I'm not going to listen to your false promises anymore OCD. You tell me I can be absolutely certain what is going on with my body. No risk is acceptable to you, but to be alive is to be at risk. You always promise me that you will make my fears go away, if I listen to you. But whenever I listen I find myself deeper in hell, with you telling me you just want a little bit more. I am not a doctor. I can't definitively diagnose myself. Overcoming health anxiety is a scary process. I feel as though I am risking my life, but this is a chance I have to take to get better from OCD and get my life back. I've lost so much time already in fixating on my body. OCD, you truly torment me, suck up energy. I can't go on like this. I may get cancer and die a painful death, but OCD can't save me from this, only take away whatever enjoyment I have in my life. My rituals are useless anyway. I can't be vigilant about every body symptom. I don't know what is going in inside my body. Medical guidelines are imperfect but that is all humans have to go by. Maybe I'll get cancer, and my doctor will accuse me of being irresponsible, but I will have to learn to live with my regret at my negligence, so I can enjoy whatever time I have left. The alternative is to lose even more time than I already have to OCD.

Humly
28-11-10, 10:42
Hey, excellent post. It is so true. I totally agree that this is a form of OCD, for me anyway. Thoughts go around and around in my head sometimes and I get obsessed with my pain or whatever it is that I am dealing with. And I have little rituals in that I must always take my good luck charm with me whenever going to the docs etc. I am just like the person who checks the door is locked 100 times a day but in a different way. Hope this makes sense.

countrygirl
28-11-10, 10:46
I agree completely with you that health anxiety is just one form of OCD. I find I have slight tendencies of it in other directions - i am super tidy and hate any situation that I can't control now. I realised a long time ago that the feeling I get when I cannot control something that is not health related is exact same feeling I get when I have a health symptom that I am worrying about - I want to know what is causing the symptom right now and I also want it to go away right now!

shaggyowen
28-11-10, 10:51
yeh i agree with that =] lol

PokerFace
28-11-10, 11:25
Love the bottom part! Really good post west, thanks a lot. x

Primula
28-11-10, 21:14
I love your posts West. This morning I woke up feeling crap with my HA, I switched on computer and read this post, and I felt so much better, because I realise that you are spot on about the OCD. Everytime my OCD voice started telling me I'm going to die if I don't make absolutely sure my symptoms are not life threatening, I've been answering it back by telling it "sorry, but it's just not possible to know everything for sure." I've had a much better day and my symptoms are barely registering. Hope I can keep this up.

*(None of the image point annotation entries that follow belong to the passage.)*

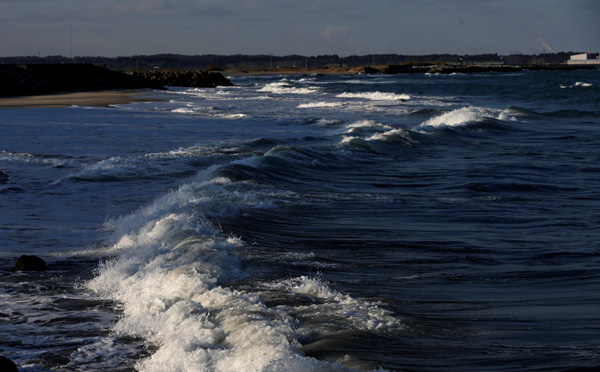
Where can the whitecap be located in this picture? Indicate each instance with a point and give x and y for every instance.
(376, 96)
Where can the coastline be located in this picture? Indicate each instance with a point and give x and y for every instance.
(92, 98)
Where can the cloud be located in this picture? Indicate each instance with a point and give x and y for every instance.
(334, 31)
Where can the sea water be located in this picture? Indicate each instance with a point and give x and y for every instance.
(308, 223)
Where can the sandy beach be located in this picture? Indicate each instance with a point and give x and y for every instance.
(101, 98)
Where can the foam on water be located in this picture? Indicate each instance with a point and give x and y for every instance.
(376, 96)
(321, 104)
(285, 87)
(466, 116)
(170, 272)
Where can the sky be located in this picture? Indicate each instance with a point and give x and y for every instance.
(112, 28)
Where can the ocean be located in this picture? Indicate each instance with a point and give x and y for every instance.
(404, 222)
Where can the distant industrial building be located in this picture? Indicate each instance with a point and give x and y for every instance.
(584, 59)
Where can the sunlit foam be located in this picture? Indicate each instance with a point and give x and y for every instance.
(376, 96)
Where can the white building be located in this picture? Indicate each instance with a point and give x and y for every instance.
(584, 59)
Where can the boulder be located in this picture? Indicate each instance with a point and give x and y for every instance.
(7, 365)
(29, 263)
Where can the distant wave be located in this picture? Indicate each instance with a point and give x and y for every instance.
(376, 96)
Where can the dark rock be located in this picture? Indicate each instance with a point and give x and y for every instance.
(7, 365)
(24, 80)
(185, 78)
(29, 263)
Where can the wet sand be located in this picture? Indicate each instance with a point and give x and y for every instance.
(101, 98)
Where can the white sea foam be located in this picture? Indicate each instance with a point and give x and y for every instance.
(285, 87)
(465, 116)
(365, 124)
(577, 84)
(376, 96)
(170, 272)
(321, 105)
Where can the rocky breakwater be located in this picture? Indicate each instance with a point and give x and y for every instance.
(184, 78)
(37, 79)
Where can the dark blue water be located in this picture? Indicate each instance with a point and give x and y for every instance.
(310, 223)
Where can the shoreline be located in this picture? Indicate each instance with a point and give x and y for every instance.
(91, 98)
(417, 68)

These are the kind of posts I find really helpful. Not the ones where people are reassurance seeking. Sometimes I desperately want to ask whether anyone else is having the symptoms I'm experiencing, but I resist because this is exactly the same as asking Dr Google. I find they subside much quicker if I don't try to get reassurance.

Things that help me are meditation, yoga and relaxation and I take citalopram, and writing down my thoughts and facing my fears, not trying to block them. When I do these things on a regular basis, I find I'm much calmer, and more able to put things in to perspective. You have to remember that you cannot just switch off your fears, even if you have realised that you have HA, you have to keep chipping away at it over time, then one day you will look back, and see how much you have improved.

Thats not to say you will never suffer with HA again, but hopefully you will
be able to nip it in the bud before it gets out of hand.

Sorry to hijack your post, I'm sure you know all these things already, but hopefully it will help others who read.

Please keep posting your observations, I find them very interesting and helpful.